If you’re able to wear higher up-front costs and want to make savings on your utility bills over the longer term, Tomkins says that you should first assess your hot water source. “Is your hot water service efficient? You could look at installing a solar hot water system. Although there is a slightly higher up-front cost, running costs are greatly reduced so it should pay for itself after a few years. If you have airconditioning, you could look at zoning the areas in your house, so you can effectively cool just the zone you are living in.”
Rainwater tanks, which collect run-off from your roof, are an ideal source of water to use in the garden or swimming pool. Given that 60% of our water is used for outdoor purposes, and with the rebates that many water authorities now offer, rainwater tanks can bring your water bills right down.
Adding shading devices will not only save you money on heating and cooling, but will also improve the comfort of your home, Tomkins says. “If you have good passive solar design with awnings or eaves on the north and west aspects of your house, you can reduce solar heat gain. If you place them at the correct angle, it’s possible to attract the winter sun, while blocking out summer sun.”
What if I’m renovating?
For any major alteration or addition, it’s a good idea to initially consult the experts. “If you’re renovating, get some design advice from a recognised architect who’s had some experience in environmentally sustainable design. What features you decide to go with will depend on your home’s orientation,” Taper says.

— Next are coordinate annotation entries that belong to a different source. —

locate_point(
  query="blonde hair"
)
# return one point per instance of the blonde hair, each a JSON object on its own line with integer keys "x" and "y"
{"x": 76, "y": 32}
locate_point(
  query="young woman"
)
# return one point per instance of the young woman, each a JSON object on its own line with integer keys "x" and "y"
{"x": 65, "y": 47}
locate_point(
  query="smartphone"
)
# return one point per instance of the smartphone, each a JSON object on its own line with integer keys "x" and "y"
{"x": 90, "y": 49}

“The placement of new rooms can improve thermal comfort of the existing house, by providing shading to the adjacent rooms,” Tomkins adds. “New external walls should have insulation, and any new water rooms can include water efficient tap ware or toilets.” If you’re in NSW, BASIX will apply to those renovating or extending an existing home from 1 July.
Options abound for improving the comfort of your home, reducing reliance on artificial heating and cooling. You needn’t rip apart walls, or shell out thousands of dollars to enjoy energy and water savings, and a temperate internal climate. What’s more, reinvesting the money you save back into your mortgage will enable you to own your green-friendly home that much sooner!